- Theatrical release poster
- Directed by: Tom Paton
- Written by: Tom Paton
- Produced by: Alan Latham; Philippe Martinez;
- Starring: Poppy Delevingne; Casper Van Dien; Jeff Fahey; Chad Michael Collins;
- Production companies: MSR Media; Highfield Grange Studios; Sherborne Media Capital;
- Distributed by: Redbox Entertainment
- Release date: March 22, 2022;
- Running time: 97 minutes
- Countries: United States; United Kingdom;
- Language: English

= Assailant (film) =

American film by Tom Paton

Assailant is a 2022 thriller film written and directed by Tom Paton.
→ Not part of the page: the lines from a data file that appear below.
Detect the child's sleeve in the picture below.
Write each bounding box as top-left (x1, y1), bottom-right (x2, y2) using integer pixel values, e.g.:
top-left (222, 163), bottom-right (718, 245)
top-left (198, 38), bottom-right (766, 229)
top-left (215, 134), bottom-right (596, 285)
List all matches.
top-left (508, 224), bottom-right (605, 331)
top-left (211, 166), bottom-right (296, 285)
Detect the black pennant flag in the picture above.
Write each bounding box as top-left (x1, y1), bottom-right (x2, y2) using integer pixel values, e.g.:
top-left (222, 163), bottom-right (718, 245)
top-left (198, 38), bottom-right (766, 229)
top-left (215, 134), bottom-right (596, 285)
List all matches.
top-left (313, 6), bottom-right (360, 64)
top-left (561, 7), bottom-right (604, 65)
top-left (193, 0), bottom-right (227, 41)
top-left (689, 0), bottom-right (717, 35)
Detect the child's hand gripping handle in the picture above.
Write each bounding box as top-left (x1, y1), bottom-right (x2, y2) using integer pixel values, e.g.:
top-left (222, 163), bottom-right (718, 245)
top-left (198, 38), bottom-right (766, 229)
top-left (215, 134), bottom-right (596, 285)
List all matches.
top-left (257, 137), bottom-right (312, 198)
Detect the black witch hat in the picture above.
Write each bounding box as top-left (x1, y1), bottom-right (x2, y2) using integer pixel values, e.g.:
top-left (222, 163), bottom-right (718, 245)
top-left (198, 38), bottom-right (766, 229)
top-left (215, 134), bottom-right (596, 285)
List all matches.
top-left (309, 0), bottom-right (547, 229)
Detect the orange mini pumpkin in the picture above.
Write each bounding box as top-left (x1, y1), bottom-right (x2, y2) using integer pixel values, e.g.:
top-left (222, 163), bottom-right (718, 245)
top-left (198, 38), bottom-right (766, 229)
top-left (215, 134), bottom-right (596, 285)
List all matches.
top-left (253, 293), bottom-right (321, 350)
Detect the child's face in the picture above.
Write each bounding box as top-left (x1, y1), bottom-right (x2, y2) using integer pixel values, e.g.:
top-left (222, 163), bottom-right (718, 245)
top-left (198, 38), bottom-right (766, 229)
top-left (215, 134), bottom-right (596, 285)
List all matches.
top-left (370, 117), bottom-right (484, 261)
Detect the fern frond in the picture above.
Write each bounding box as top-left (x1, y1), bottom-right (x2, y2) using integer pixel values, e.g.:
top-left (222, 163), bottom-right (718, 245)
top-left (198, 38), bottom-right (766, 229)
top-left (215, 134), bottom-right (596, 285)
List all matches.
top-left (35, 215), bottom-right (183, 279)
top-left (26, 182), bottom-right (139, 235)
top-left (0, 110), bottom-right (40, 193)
It stars Poppy Delevingne, Chad Michael Collins, Casper Van Dien, and Jeff Fahey. The film was released by Redbox Entertainment on March 22, 2022.

==Premise==
A couple going through marriage counseling decides to head to the Caribbean on a "make or break" sailing holiday. When the husband gets into a local bar fight the night before a difficult trek over a coastal trail, the duo finds themselves relentlessly chased by the aggressor and forced to work together in order to survive.

==Production==
Principal photography for Assailant began on April 15, 2021, in Saint Kitts and Nevis. On May 7, the project was officially announced, when it was reported that Poppy Delevingne, Chad Michael Collins, Casper Van Dien, and Jeff Fahey would star. Filming was scheduled to conclude on May 16, 2021. Following One Year Off, the feature is the second of six films to be shot in Saint Kitts and Nevis under a deal between the production company MSR Media and the Nevis Island Administration. In July 2021, a first-look clip was released. In November 2021, Redbox Entertainment acquired the U.S. distribution rights to the film for a 2022 release.